Jude Law, Vanessa Kirby

Eden (2024): Jude Law, Vanessa Kirby

 

 

Con Eden, sceneggiato a quattro mani con Noah Pink (Genius, Tetris), Ron Howard prende le distanze da tutto quanto realizzato nel corso della sua lunga e fortunata carriera, da quegli uomini che fanno la differenza sul campo (Apollo 13, Tredici vite), da una generale positività (Cocoon), dai personaggi da prima pagina (Rush) e anche dalle grandi produzioni hollywoodiane (Il codice da Vinci), comprese quelle pensate con un occhio in chiave Oscar (A beautiful mind).

Un salto della barricata che non lo ripaga – almeno non del tutto, come avrebbe sperato - per l’impegno profuso in un progetto coltivato da una quindicina d’anni, in cui incrocia varie forme di pensiero (l’intellettuale, l’uomo integerrimo/pratico, due donne che sanno combattere più di quanto i loro compagni immaginino, una terza abituata a utilizzare la sua bellezza per ottenere tutto ciò che vuole) all’interno di una landa inospitale, che Mathias Herndl (Wayward Pines, The Twilight Zone) immortala con una fotografia straniante, vivida e lunare.

Con un occhio proteso al nostro presente, sempre più incerto e sull’orlo del collasso, tra i postumi di un passato recente (la Prima Guerra Mondiale) e i germi sul punto di uscire allo scoperto (le basi per il disastro del nazismo), Eden predispone una specie di scena teatrale che snocciola aspirazioni dalle gambe corte e condotte che diventano gradualmente sempre più disdicevoli, una cartina tornasole che si fa largo tra smottamenti, che richiedono decisioni nette, e salvezze impossibili, posizioni di superiorità e pugnalate alle spalle, per un fazzoletto di terra che si trasforma in un ring senza esclusioni di colpi, sul quale il lume della ragione viene annientato da istinti animaleschi che scaturiscono da quei lati oscuri che abbiamo imparato a riconoscere ma non a limare/curare.

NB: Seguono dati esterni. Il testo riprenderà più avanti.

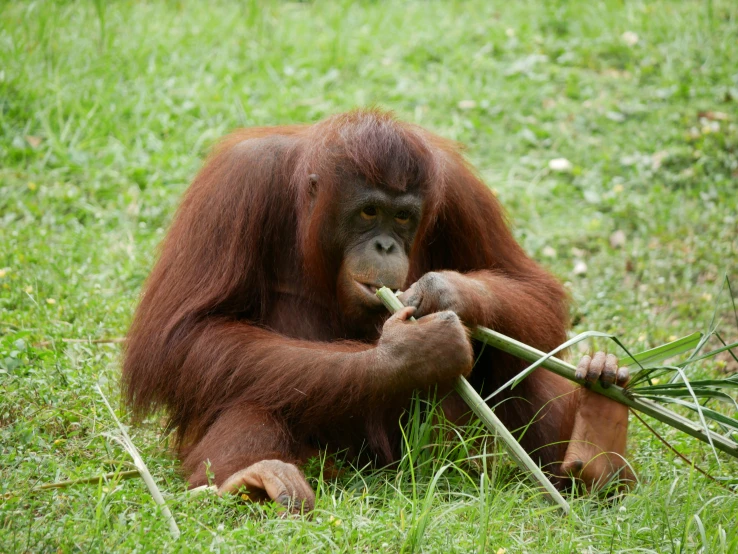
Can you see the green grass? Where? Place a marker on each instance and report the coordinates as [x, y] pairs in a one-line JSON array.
[[106, 111]]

Una riflessione amara sulla natura umana e sulla crisi di una civiltà capace di predicare bene per poi razzolare male che, nonostante i molteplici scossoni, soffre di una progressione infine programmatica, che rischia di scivolare su delle bucce di banana e che, soprattutto in prossimità del capolinea, procede in maniera tanto frettolosa quanto sistematica, senza riuscire a sviscerare appieno i vari/singoli background, che finiscono per venire riassunti e schematizzati in breve.

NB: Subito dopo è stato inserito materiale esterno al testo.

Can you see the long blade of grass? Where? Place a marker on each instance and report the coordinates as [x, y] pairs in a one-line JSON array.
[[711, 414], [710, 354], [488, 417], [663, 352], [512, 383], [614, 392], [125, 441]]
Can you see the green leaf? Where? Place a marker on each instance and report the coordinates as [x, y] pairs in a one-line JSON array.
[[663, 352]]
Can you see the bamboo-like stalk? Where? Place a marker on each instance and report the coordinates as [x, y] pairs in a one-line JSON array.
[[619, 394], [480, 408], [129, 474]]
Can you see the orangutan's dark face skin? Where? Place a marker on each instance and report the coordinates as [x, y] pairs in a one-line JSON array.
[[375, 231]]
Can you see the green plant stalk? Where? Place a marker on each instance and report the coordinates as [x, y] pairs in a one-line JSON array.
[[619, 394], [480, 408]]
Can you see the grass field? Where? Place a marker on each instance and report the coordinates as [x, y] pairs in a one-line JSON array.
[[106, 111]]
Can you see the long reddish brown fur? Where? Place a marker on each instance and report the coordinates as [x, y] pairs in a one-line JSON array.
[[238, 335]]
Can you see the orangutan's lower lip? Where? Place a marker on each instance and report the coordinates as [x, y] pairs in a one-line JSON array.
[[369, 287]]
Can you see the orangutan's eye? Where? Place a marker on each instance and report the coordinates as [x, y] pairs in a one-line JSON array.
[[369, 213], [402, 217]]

Contestualmente, anche il notevole materiale umano a disposizione risulta depotenziato, valorizzato solo in minima parte. Se Daniel Bruhl sta al gioco senza eccellere, Jude Law deve forzare la mano in una parte indisponente e Ana de Armas corre costantemente il rischio di deragliare, mentre Vanessa Kirby si eleva per intensità, ma non ha in mano le cartucce necessarie per fare la differenza, così alla fine – nonché a sorpresa – è Sydney Sweeney a uscirne meglio di tutti gli altri colleghi, rilasciando le sensazioni migliori.

 

 

Sydney Sweeney

Eden (2024): Sydney Sweeney

 

 

Tutto sommato, Eden non compie l’impresa, imbrigliato com’è dalle tante forze che animano/strapazzano la sua (spiccia?) drammaturgia, sbanda in più casi ma nemmeno scivola via senza lasciare i segni del suo passaggio. Tra punti di forza e troppi contrasti da gestire/sviluppare/suggellare, pone domande interessanti/nobili (fino a che punto siamo disposti a spingerci per tutelare noi stessi?), ma rischia ripetutamente di andare fuori giri, tra un effetto domino piuttosto prevedibile/descrittivo e sbalzi d’umore che non dispongono del tempo necessario per essere riassorbiti.

Ricco di contributi ma anche troppo indirizzato/calcolato, sostanzialmente compiuto ma viaggiando con il pilota automatico inserito, quando il contesto avrebbe necessitato di più coraggio e maggiori approfondimenti.